I don’t like it when most people review benchmarks because they don’t understand the data, how to interpret it, and how to apply it. Benchmarking data in the hands of inexperienced people creates bad outcomes. Most people are inexperienced when it comes to benchmarking data so stupid decisions are made.
People default to benchmarks as an excuse to turn off their brain — “What do the benchmarks say?”.
In this post I will cover some of the dangers of benchmarking to help people understand some of the potential issues. Also, I highly recommend attending SaaS Metrics Palooza that my friend Ray Rike hosts. This event is by far the best place to learn from the smartest people on software metrics and benchmarks.

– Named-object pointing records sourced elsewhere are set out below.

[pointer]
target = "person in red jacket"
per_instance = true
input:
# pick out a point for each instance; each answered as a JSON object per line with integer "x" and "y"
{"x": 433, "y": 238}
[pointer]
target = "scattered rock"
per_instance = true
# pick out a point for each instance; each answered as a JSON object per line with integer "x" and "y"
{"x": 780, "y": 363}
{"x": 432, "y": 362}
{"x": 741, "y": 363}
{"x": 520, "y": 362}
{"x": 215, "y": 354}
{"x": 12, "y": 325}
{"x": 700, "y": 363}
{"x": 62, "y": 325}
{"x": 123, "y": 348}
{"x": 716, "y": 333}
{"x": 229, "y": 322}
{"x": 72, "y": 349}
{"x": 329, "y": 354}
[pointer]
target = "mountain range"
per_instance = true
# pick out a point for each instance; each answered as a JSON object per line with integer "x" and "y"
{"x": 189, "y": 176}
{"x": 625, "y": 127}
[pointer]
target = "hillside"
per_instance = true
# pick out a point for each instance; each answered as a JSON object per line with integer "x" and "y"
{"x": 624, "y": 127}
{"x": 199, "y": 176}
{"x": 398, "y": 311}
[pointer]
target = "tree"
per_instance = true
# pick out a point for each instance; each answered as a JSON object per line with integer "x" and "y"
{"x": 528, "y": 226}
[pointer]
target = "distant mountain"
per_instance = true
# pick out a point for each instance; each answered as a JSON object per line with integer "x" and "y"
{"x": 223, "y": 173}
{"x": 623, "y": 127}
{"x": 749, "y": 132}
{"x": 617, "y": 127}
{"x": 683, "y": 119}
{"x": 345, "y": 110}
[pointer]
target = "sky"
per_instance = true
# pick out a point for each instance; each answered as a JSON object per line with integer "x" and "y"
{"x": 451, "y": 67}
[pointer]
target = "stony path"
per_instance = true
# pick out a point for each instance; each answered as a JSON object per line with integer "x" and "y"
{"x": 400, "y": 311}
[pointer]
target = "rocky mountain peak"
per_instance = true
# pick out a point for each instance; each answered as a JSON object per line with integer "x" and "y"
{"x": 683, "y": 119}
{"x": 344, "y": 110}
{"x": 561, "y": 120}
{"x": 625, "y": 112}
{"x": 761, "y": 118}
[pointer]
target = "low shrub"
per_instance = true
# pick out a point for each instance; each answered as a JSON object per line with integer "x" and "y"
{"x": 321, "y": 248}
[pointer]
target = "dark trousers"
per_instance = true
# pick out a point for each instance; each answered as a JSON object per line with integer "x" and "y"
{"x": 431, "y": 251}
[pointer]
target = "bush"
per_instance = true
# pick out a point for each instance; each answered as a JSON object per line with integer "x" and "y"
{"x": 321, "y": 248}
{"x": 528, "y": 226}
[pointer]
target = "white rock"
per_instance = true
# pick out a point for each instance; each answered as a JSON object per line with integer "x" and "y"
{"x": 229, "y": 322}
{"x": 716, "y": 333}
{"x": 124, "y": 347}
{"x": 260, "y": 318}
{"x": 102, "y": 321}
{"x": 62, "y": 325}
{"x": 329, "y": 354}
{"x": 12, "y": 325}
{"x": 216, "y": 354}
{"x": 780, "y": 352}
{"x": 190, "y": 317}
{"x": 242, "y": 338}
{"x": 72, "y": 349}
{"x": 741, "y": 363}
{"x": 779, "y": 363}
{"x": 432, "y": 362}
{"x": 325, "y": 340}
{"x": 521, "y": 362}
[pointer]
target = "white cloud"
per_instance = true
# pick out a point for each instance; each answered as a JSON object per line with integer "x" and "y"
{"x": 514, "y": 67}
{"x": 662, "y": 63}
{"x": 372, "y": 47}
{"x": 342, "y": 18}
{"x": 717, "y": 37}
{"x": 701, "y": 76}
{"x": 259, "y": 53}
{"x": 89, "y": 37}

Ultimately, the purpose of benchmarking data is to help inform if a company is on the best path toward the most successful outcome. But there are a few potential problems I want to highlight:
Averages of dissimilar companies
Reviewing data in isolation
Bad data/comparisons
Time period covered
💡Reminder: The discounted rate for the Premium OnlyCFO edition ends tomorrow. Subscribe now for the biggest discount.
Averages of Dissimilar Companies
One of my favorite 2023 SaaStr Annual talks was by Dave Kellogg where he discussed the “15 Signs of a Metric Problem”. One of those signs was:
Mis-benchmarking - comparing to the wrong companies
He said the following:
Some benchmarks are highly selection biased based on whoever answered the survey. There may be bootstrapped companies that have no outside funding, PE backed companies that want to sell in 3 years for 18x EBITDA, and you may have venture capital moon shoots who want to grow at 250% all the way up to $300M ARR.
This aggregation of dissimilar companies then spits out an average that a company might take and say is their goal…but it may actually be a really bad goal for their situation.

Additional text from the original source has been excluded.